Donald Sterling Opts Against Selling LA Clippers
By Community | June 10, 2014
With Donald Steling’s tenure as LA Clippers owner seemingly coming to an end, Sterling has backtracked on earlier comments and decided against selling the NBA franchise.
Sterling was banned for life by the NBA in April over a leaked recording of racist remarks he made.
Then, on May 30, Sterling sued the NBA and its commissioner, Adam Silver, seeking at least $1 billion in damages, just as the league tentatively approved a deal by his estranged wife, co-owner of the franchise, to sell the club for $2 billion to former Microsoft Corp chief executive Steve Ballmer.
Besides the lifetime ban, Silver also fined Sterling $2.5 million, the league’s maximum penalty.
Sterling’s attorney, Maxwell Blecher, on June 4 told reporters his client had agreed to the sale to Mr Ballmer and had decided to drop his legal action against the NBA.
But Sterling has decided against letting his NBA franchise which he has owned for 33 years.

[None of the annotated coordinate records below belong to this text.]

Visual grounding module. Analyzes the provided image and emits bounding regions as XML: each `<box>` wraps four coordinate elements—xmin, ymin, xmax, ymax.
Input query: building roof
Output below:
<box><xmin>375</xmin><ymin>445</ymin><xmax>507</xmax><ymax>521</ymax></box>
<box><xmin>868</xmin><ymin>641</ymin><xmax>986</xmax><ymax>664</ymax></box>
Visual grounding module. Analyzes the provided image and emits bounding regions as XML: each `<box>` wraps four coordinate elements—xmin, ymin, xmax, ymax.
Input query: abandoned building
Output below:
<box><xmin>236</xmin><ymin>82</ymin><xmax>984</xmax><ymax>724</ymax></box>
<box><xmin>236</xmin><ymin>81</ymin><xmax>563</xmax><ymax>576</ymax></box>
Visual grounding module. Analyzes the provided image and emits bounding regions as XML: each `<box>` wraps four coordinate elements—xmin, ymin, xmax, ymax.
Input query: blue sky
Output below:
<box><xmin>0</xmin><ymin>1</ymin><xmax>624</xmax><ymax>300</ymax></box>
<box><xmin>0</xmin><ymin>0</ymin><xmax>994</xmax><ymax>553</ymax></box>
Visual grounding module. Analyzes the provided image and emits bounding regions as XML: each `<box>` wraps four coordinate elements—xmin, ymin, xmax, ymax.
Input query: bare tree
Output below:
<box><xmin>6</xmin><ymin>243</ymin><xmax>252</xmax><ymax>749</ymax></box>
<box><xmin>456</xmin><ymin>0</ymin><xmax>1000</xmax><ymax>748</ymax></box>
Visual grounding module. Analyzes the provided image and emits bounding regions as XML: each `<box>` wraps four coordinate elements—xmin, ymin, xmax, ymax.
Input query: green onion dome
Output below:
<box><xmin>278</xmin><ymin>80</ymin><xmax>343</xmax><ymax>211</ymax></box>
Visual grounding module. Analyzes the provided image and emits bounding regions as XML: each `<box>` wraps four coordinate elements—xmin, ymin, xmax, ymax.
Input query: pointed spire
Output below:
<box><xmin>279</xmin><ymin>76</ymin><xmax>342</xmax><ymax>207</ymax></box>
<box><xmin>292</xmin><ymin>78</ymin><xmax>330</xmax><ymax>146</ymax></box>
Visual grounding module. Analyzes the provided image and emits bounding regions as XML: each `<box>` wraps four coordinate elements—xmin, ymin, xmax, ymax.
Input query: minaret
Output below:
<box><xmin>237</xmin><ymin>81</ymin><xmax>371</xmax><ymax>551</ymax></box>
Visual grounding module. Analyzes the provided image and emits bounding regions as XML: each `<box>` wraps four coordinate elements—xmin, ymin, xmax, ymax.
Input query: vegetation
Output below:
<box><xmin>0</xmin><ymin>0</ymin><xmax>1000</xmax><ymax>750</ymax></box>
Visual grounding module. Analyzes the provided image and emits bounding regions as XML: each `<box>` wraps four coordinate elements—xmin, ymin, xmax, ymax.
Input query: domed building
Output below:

In a statement carried by NBC News, Sterling said he had been treated unfairly and must defend his rights to privacy and due process.
“From the onset, I did not want to sell the Los Angeles Clippers. I have worked for 33 years to build the team … I intend to fight to keep the team,” NBC News quoted the 80-year-old Sterling as saying on Monday.
Sterling also said in the statement that he was extremely sorry for the hurtful comments he made in private, and that they were made in anger and jealousy.
But he said he believed Silver “acted in haste by illegally ordering the forced sale of the Clippers,” banning him for life, and imposing the fine.
“The action taken by Adam Silver and the NBA constitutes a violation of my rights and flies in the face of the freedoms that are afforded to all Americans,” Sterling said.
“I have decided that I must fight to protect my rights. While my position may not be popular, I believe that my rights to privacy and the preservation of my rights to due process should not be trampled.”